Mas ainda uma última questão, não nos disse, como é que eles não se perdiam do navio, perante o nevoeiro cerrado?

- Ai... aqui também há muito de trágico... às vezes o som era dado de bordo do navio e noutros casos orientavam-se pela bússola. Mas a verdade é que muitos desapareciam, remavam debaixo do nevoeiro, a uma lonjura tal que chegava a ultrapassar 40 metros, se fossem atrevidos...e muitos mercê da sua heroicidade, arrojo e valentia.. por lá ficaram sepultados. Depois quando os pobres chegavam ao navio, os capitães mediam o peixe a “olho nú” e apontavam os quintais de bacalhau apanhados pelos pescadores, conforme muito bem lhe apeteciam. Muitos sentiam-se roubados e diziam os mais corajosos: “Não direito que nos roubem o nosso suor e o pão dos nossos filhinhos.” Mas esses desumanos não tinham coração, ainda o tinham mais gelados que as montanhas de “icebergs”.

- Já agora diga-nos mais uma coisa:.. como eram as Comunicações nesse tempo?

- Nessa altura as comunicações eram difíceis. Os pescadores e suas mulheres não sabiam escrever a maior parte, a ausência no mar, não permitia o tipo de comunicação se não através de recursos precários. Havia um momento de comunicação com as famílias, com pompa de circunstância, em que emitiam as mensagens feitas por gravação, através da Emissora Nacional e Rádio Renascença - cujo momento passou a chamar-se: A HORA DA SAUDADE!

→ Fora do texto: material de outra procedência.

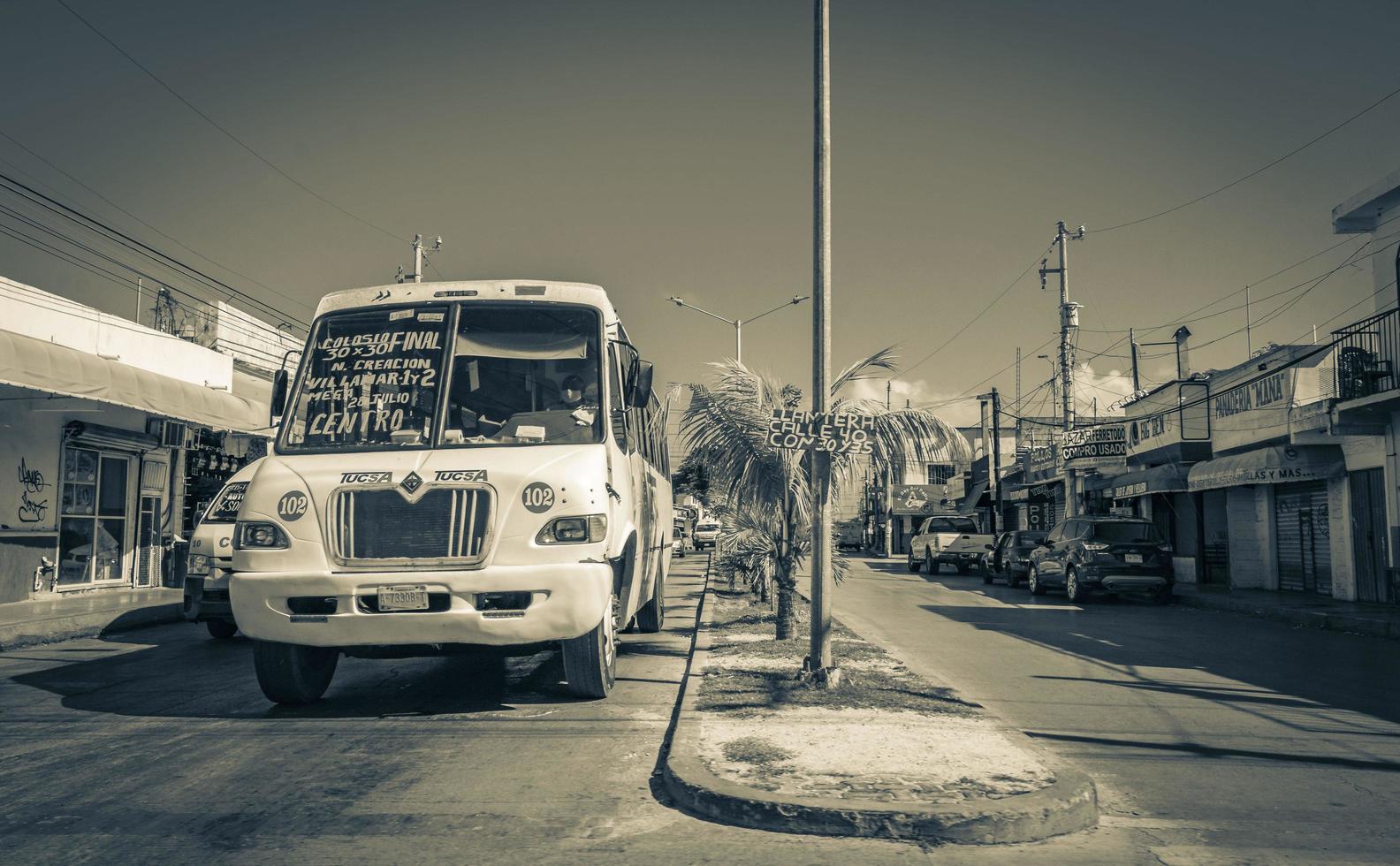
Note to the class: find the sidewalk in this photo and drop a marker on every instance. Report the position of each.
(885, 755)
(62, 617)
(1297, 609)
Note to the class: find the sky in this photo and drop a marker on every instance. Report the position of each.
(664, 148)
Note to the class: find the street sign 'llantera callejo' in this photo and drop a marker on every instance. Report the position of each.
(800, 429)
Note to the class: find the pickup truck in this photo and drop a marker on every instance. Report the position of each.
(948, 539)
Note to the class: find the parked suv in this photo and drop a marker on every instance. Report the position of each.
(1011, 557)
(706, 535)
(1092, 556)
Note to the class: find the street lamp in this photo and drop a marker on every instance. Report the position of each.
(738, 323)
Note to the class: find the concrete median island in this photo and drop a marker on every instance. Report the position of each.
(884, 755)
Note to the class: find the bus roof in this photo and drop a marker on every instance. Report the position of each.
(469, 290)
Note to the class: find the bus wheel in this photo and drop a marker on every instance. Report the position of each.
(290, 673)
(652, 614)
(591, 661)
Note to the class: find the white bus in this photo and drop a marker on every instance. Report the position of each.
(458, 465)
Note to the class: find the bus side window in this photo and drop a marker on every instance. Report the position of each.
(616, 406)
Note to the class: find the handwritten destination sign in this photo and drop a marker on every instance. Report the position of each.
(374, 378)
(798, 429)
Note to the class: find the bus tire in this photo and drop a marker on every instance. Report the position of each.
(290, 673)
(652, 614)
(591, 659)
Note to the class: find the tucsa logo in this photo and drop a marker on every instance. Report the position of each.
(366, 477)
(460, 475)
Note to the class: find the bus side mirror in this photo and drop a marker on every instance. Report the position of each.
(279, 393)
(640, 384)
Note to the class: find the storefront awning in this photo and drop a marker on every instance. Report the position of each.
(1160, 479)
(57, 369)
(1277, 465)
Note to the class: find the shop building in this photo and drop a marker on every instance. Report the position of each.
(107, 431)
(1366, 364)
(1167, 433)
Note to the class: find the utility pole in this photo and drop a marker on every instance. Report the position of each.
(419, 256)
(1138, 384)
(994, 452)
(1019, 407)
(1069, 325)
(1249, 338)
(819, 657)
(996, 456)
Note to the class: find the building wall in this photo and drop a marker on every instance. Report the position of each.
(47, 316)
(31, 446)
(1251, 537)
(1339, 532)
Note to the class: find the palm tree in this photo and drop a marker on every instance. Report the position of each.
(767, 489)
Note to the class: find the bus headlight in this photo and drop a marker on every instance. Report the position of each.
(573, 530)
(256, 535)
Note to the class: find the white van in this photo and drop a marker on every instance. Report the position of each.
(211, 558)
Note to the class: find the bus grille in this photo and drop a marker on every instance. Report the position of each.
(377, 525)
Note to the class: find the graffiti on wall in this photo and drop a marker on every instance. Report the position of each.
(33, 510)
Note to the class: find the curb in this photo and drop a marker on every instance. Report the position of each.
(1290, 616)
(86, 624)
(1066, 806)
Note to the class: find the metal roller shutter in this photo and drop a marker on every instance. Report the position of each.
(1302, 537)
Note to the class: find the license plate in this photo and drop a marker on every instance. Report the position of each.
(403, 597)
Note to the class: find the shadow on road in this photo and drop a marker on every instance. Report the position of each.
(1291, 676)
(215, 679)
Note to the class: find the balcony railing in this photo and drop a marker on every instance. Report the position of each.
(1366, 355)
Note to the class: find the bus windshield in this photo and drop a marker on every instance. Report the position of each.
(410, 376)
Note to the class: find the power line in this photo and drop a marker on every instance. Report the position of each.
(228, 134)
(1258, 171)
(970, 322)
(164, 259)
(114, 204)
(1147, 328)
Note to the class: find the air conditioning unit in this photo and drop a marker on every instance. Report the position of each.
(172, 434)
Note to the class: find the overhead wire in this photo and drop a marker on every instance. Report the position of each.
(1256, 172)
(985, 309)
(114, 204)
(222, 129)
(139, 247)
(119, 263)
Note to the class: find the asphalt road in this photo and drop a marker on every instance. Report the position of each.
(156, 746)
(1213, 738)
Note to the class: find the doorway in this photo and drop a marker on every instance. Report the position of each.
(1368, 535)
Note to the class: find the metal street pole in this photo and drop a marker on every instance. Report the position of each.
(996, 458)
(819, 657)
(738, 323)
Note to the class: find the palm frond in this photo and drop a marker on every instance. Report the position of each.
(872, 367)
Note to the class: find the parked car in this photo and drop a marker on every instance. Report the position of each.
(1009, 557)
(211, 558)
(949, 540)
(706, 535)
(850, 535)
(1095, 556)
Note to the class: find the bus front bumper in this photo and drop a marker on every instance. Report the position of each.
(496, 606)
(206, 596)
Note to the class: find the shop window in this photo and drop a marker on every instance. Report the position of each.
(93, 520)
(941, 473)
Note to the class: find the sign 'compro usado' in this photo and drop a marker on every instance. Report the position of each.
(800, 429)
(1095, 446)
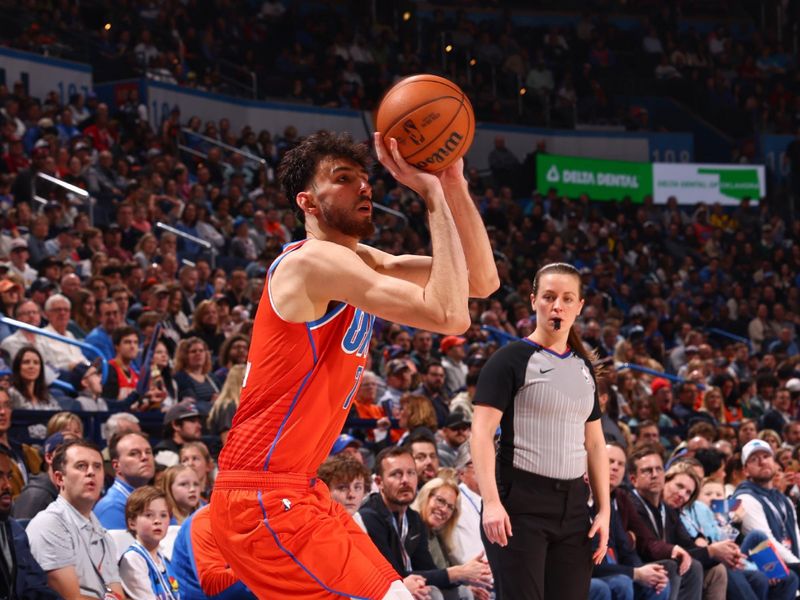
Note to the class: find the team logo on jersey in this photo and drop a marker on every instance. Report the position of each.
(356, 338)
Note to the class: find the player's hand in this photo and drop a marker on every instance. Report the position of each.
(389, 155)
(600, 525)
(416, 585)
(496, 523)
(684, 559)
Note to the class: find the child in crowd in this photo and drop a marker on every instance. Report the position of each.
(145, 573)
(181, 487)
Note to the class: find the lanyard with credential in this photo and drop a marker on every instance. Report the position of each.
(652, 517)
(165, 585)
(403, 532)
(466, 495)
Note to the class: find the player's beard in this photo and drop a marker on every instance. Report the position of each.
(343, 221)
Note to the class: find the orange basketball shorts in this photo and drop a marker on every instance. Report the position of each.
(284, 537)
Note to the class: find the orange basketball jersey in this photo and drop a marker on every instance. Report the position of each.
(300, 381)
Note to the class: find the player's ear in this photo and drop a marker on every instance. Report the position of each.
(305, 200)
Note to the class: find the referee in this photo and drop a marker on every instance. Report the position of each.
(542, 392)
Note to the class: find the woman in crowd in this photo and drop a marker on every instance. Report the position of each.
(28, 389)
(438, 505)
(682, 488)
(192, 368)
(145, 572)
(205, 325)
(181, 486)
(84, 307)
(196, 456)
(232, 352)
(220, 418)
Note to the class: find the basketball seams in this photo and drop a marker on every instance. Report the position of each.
(394, 104)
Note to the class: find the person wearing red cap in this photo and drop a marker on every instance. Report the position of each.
(455, 369)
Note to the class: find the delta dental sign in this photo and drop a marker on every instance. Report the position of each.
(613, 180)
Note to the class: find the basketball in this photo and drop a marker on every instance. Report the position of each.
(431, 118)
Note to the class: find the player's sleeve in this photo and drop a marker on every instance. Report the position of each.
(502, 376)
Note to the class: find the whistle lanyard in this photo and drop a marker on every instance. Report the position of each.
(402, 531)
(151, 565)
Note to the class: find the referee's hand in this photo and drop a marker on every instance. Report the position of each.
(496, 523)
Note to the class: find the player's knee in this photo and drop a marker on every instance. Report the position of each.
(397, 591)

- Mas vocês imaginam a alegria nesta vila quando recebiam alguma carta? O mulherio corria a vila....quando havia notícias do bacalhau, o boato corria de boca em boca... Havia sempre um receio e angústia espelhado no rosto das mulheres que percorriam as ruas... de alma ansiosa e coração palpitando de ansiedade...

- Relativamente à Higiene? Como era? Ainda era mais uma pergunta ficara por fazer...

- Bem... vá lá... dizia pachorrenta a avó... que mostrava sempre vontade de colaborar...

- Ah!... A roupa daqueles infelizes... só era lavada em casa quando chegava, porque lá. molhada na água salgada, punham-na ao sol a secar para vesti-la de novo .

- Já chega!... diz peremptória a Joana... com o material que recolhemos que alguns pescadores nos ofereceram, devemos fazer um bom trabalho. Amanhã, vamos a Alvor entrevistar pescadores para enriquecer o trabalho!

- Muito Obrigada! Vamos fazer um grande trabalho sobre a Faina Maior e sobre os

nossos bravos homens do mar, que honraram esta terra

de pescadores.!

Ainda bem que na nossa escola, se preocupam com o nosso património cultural ....esses heróis sem nome que foram heróicos marinheiros que honraram a nossa terra e Portugal, e deviam ter honras de museu onde se mostrasse as nossas artes piscatórias de quantos arriscaram a vida ao serviço da Pátria - os grandes Soldados do Mar!